Please I need help am new to Miab. Some guy came over my place and he just set up and Smtp Using Miab. He installed it on an Ubuntu Server and just picked any a random domain that was existing online and set it up with the Miab and started sending out emails. I was shocked please how is this possible. Because he doesn’t own the domain. I really need to know how this happened. Kindly explain to me as I don’t understand.
It is called “email spoofing” and anyone can do it. Properly configured servers (like your MiaB) will reject spoofed emails at delivery assuming the real domain owner has configured their DNS correctly.
Oh, and please don’t hijack unrelated threads … there is absolutely no reason that you couldn’t start a specific topic for this. Actually, I have just done this.
Sorry for doing so that am new I was looking for where to write a direct message. Please could you please teach me how it been done so that I can take measures and also try it with my organization and see if we have also a loop hole. I was really shocked and surprised because those emails were been delivered to outlooks and office365 and it make me look like a fools seeing that I am not sure that my organization is even safe.
Thanks, could you please explain the Spoofing using Miab. Because this young man configured Miab using the random domain from the start. Please how is this done.and why was it possible to use that domain. Is there something he checks from the mxtools as he went there to check but I don’t know what he searched for using Mxtool but how’s it possible.

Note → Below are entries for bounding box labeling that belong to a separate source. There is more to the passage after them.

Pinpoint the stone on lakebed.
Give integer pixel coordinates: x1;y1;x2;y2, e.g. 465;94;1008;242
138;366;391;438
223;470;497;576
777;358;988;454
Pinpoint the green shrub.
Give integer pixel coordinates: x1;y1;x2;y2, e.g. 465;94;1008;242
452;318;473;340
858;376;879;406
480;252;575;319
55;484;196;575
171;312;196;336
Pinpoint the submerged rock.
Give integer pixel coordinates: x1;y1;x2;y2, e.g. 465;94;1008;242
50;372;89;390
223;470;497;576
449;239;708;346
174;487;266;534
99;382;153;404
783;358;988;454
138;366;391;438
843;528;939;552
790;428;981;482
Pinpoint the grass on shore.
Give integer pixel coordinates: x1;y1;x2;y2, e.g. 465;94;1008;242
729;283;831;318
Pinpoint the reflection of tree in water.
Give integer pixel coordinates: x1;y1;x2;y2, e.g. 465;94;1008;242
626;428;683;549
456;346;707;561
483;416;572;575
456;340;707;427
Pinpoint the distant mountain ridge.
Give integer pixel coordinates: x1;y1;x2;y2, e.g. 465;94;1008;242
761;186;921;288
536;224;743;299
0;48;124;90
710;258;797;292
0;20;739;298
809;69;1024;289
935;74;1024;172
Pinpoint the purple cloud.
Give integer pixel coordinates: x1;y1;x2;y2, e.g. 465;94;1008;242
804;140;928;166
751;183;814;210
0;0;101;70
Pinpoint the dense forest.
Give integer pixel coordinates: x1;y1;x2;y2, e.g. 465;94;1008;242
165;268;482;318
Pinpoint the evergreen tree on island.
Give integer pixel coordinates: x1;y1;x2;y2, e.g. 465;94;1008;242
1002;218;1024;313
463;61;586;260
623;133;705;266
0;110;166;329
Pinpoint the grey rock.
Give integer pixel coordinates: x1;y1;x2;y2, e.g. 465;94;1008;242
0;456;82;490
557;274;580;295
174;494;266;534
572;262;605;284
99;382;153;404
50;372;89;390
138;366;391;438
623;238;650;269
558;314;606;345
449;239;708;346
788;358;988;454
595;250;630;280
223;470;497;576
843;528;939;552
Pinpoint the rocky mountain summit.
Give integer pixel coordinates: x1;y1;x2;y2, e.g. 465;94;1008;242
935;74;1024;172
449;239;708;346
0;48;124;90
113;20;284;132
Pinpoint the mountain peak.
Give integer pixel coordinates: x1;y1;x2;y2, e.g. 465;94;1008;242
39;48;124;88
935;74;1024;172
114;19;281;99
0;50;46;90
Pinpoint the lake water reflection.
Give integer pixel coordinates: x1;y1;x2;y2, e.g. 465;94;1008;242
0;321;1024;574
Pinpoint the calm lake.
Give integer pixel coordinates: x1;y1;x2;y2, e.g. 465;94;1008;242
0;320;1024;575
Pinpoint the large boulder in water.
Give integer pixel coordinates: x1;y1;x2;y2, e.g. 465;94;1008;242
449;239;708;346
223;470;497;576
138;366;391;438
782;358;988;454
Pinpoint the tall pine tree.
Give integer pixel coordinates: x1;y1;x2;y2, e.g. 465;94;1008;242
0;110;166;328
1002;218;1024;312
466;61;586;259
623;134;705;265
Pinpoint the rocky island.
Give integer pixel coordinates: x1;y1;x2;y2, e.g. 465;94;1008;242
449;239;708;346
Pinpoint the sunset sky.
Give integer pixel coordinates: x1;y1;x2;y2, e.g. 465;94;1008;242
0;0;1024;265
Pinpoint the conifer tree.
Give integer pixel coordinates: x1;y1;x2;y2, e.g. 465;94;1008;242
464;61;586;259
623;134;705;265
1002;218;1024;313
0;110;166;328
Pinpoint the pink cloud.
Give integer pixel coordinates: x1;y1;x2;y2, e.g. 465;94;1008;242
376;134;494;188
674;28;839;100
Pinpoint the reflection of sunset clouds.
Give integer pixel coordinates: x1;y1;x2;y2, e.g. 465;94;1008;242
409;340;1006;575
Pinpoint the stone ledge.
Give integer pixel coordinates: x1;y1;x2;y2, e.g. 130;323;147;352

Anyone can setup a mail server (using any mail server software) with anyones domain. Is basically the honor system. What makes mail delivery happen is the DNS records for that domain. You wont “RECIEVE” mail, but you can send it all you want. This is why there were things implemented like DKIM see (What is DKIM? All about DomainKeys Identified Mail (DKIM) - DMARC Analyzer) for an explanation. As well as SPF see (What is SPF? All about the Sender Policy Framework (SPF) - DMARC Analyzer) for an explanation.
You cant prevent anyone from sending mail as your domain, what you can do is hopefully have the “spoofed” mail server reject it because of these DNS entries that control properly delivery (on the target mailserver)
1 Like
If the target mail server doesn’t check DKIM and SPF then it will likely deliver the mail (right to your inbox without adding some kind of SPAM tag) and it will seem “legitimate” without A PERSON looking at the headers of the mail it might be hard to tell that it was spoofed or not.
I really don’t understand how this is possible. Can I get a video example explanation please
I dont think anyone here is going to make a video for you. You need to talk the time to do your own homework and research “how email works”. Maybe there is a youtube already out there for it… I’ve tried to explain it but there is no way you even read the two external links in the amount of time it took for you to post again. 
I just need to know about the configuration been done on Miab that made this possible
Give me an example of how the regular domain was been set up in Miab to make it possible to send emails from the domain.
When someone runs
curl -s https://mailinabox.email/setup.sh | sudo bash
they put in a random domain ( example.com )
Once that domain (thats not owned is entered) then the setup will just work. BUT you will never be able to modify the glue records or dns to the actual domain. Again, email will send but what you’ve done is created a spoofed email server. The things I mentioned above prevent mail delivery if your email server is setup properly.
One would need to create a user. But, why are you so keen on learning HOW to spoof email? Are you a spammer?
No no no don’t get me wrong. I only want to know this to check my organizations domain. I am not a spammer please. Kindly do not tag me as such. If you don’t want to explain or share your knowledge then keep it. What one does with informations as these determines the kind of person he or she really is when it’s been applied either for good or bad. So please understand me with a Clean and clear mind. Thank you for your help and time
You simply can’t check your organizations domain for spammers because it’s impossible to know if there is a spammer out there trying to send messages with your domain or how many there are… you would have to get a copy of one of the spammers emails and then trace back the IP the server is coming from.
No video 
but basic email is very like physical mail.
There is nothing to stop me sending a letter and writing “From: The King Of England, Windsor Castle” on the envelope. The letter will be delivered, and the diligence/gullibility of the recipient is what determines if they think they got a letter from the king!
Substitute Patrician, President or Dictator-for-Life of your choice.
@JoshData - I could explain how your suspension was an exaggeration, but I will let you wear the pants without contest. Enjoy your hobby project.
Create a DMARC record with a RUA in it … what am I talking about? Read this: https://dmarcian.com/
Then sign up for an account.
You just sounded like a fool. Why the insult if you are that smart you would have been the first person who would have discovered the emailing system. Stop calling me a spammer you fool. And keep your dumb knowledge to yourself idiot. I warned and u categorically said I have no idea of how this works and u slave just opened up that trash called a mouth to start talking shit. If it’s against your life to help others or share knowledge then to respond you don’t have to make others feel the same way. Dirty animal.